The German Studies Association is pleased to announce that Professor Sabine Hake has agreed to serve as editor of the German Studies Review beginning with the February 2012 issue. Professor Hake (pictured at right with GSA Executive Director Prof. David E. Barclay) is a truly distinguished scholar of German Studies with wide-ranging, interdisciplinary interests and a deservedly international reputation. She will bring exceptional credentials to her new task.
She is Texas Chair of German Literature and Culture in the Department of Germanic Studies at the University of Texas at Austin and is the author of five monographs, including German National Cinema (2008, second revised edition) and Topographies of Class: Modern Architecture and Mass Society in Weimar Berlin (2008). She has also published numerous articles and edited volumes on German film and Weimar culture. Her current book project is titled Political Affects and deals with the fascist imaginary in postfascist cinema.

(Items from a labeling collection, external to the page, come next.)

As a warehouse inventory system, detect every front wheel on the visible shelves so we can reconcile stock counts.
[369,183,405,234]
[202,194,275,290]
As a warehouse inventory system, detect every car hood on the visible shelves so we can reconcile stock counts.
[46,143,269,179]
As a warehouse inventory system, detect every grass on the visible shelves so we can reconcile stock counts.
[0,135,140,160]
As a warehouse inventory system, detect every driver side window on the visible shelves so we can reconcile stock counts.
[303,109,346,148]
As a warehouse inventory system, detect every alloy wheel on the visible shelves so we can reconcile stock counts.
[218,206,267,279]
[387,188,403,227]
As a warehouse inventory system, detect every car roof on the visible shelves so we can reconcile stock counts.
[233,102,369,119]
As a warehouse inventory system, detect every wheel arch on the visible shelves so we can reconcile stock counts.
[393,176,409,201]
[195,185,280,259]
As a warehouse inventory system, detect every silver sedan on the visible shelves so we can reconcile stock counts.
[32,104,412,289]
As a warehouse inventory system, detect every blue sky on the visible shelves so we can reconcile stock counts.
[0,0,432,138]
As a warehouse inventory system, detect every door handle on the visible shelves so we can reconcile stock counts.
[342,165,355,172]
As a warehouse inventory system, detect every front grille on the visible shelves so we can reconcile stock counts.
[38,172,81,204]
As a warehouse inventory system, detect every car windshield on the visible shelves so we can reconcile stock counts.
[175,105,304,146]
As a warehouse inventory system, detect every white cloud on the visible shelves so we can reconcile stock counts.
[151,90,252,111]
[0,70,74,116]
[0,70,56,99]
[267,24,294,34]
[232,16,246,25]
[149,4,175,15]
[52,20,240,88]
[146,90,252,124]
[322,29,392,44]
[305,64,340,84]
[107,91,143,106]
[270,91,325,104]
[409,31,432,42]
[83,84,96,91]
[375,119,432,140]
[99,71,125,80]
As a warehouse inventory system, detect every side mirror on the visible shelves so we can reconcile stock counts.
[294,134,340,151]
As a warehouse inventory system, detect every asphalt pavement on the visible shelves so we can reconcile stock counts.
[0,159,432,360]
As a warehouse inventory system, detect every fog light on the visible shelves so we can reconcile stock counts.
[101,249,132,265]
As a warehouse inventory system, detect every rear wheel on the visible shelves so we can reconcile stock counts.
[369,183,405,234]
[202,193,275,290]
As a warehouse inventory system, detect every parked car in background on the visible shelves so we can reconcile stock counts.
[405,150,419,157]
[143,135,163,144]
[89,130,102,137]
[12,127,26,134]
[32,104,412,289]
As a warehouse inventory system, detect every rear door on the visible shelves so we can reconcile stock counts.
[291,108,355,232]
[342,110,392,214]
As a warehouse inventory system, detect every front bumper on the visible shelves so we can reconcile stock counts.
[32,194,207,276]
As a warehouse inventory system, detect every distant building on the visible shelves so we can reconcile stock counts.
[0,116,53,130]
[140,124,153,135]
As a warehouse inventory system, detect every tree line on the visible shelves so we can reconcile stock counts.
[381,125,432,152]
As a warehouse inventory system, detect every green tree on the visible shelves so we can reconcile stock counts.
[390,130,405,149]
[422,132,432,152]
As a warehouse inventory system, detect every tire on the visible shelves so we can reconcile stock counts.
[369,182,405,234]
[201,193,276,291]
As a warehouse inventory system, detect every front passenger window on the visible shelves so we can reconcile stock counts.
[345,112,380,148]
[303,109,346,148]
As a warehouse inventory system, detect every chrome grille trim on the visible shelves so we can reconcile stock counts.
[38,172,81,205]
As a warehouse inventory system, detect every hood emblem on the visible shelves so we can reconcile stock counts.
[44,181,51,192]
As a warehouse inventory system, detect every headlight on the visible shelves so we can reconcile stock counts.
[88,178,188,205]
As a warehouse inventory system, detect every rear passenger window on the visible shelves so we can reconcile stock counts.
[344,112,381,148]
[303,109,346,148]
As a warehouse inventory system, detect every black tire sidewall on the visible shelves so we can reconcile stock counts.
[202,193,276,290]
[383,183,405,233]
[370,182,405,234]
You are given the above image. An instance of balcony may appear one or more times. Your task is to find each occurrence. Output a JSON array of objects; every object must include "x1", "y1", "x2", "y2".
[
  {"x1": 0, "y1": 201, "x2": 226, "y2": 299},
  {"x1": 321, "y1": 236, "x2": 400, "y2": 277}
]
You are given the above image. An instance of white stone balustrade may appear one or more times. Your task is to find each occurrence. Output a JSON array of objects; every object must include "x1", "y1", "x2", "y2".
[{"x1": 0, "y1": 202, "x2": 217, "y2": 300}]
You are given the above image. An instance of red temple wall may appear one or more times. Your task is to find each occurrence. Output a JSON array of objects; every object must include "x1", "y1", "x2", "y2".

GSR also has new book review editors: Professor Carl Niekerk, Department of Germanic Languages and Literatures, University of Illinois at Urbana-Champaign, and Professor Andrew I. Port, Department of History, Wayne State University. Special thanks goes to outgoing Book Review Editor Liz Ametsbichler, Department of Modern and Classical Languages, University of Montana.
Professor Hake’s selection as editor was the result of a long and careful process. We were gratified that the number of candidates for this position was so large, and their qualifications so extraordinary. It is a testimony to the professional commitment of our members and to the quality of their scholarship that we had so many excellent candidates.
The GSA is grateful to the search committee for its many months of hard and focused work. Chaired by Professor Sara Lennox (University of Massachusetts, Amherst), it included Professors Celia Applegate (University of Rochester), David E. Barclay (Kalamazoo College), Kathleen Canning (University of Michigan), Kenneth Ledford (Case Western Reserve University), Frank Trommler (University of Pennsylvania), and Helga Welsh (Wake Forest University).
Finally, we wish to thank the retiring editor of the German Studies Review, Professor Diethelm Prowe of Carleton College, for his years of outstanding service to the journal, the German Studies Association, and the German Studies profession in general. His work has been exemplary, and his devotion to scholarship and to the profession has been outstanding. He has set very high standards of stewardship and dedication, and we are all in his debt.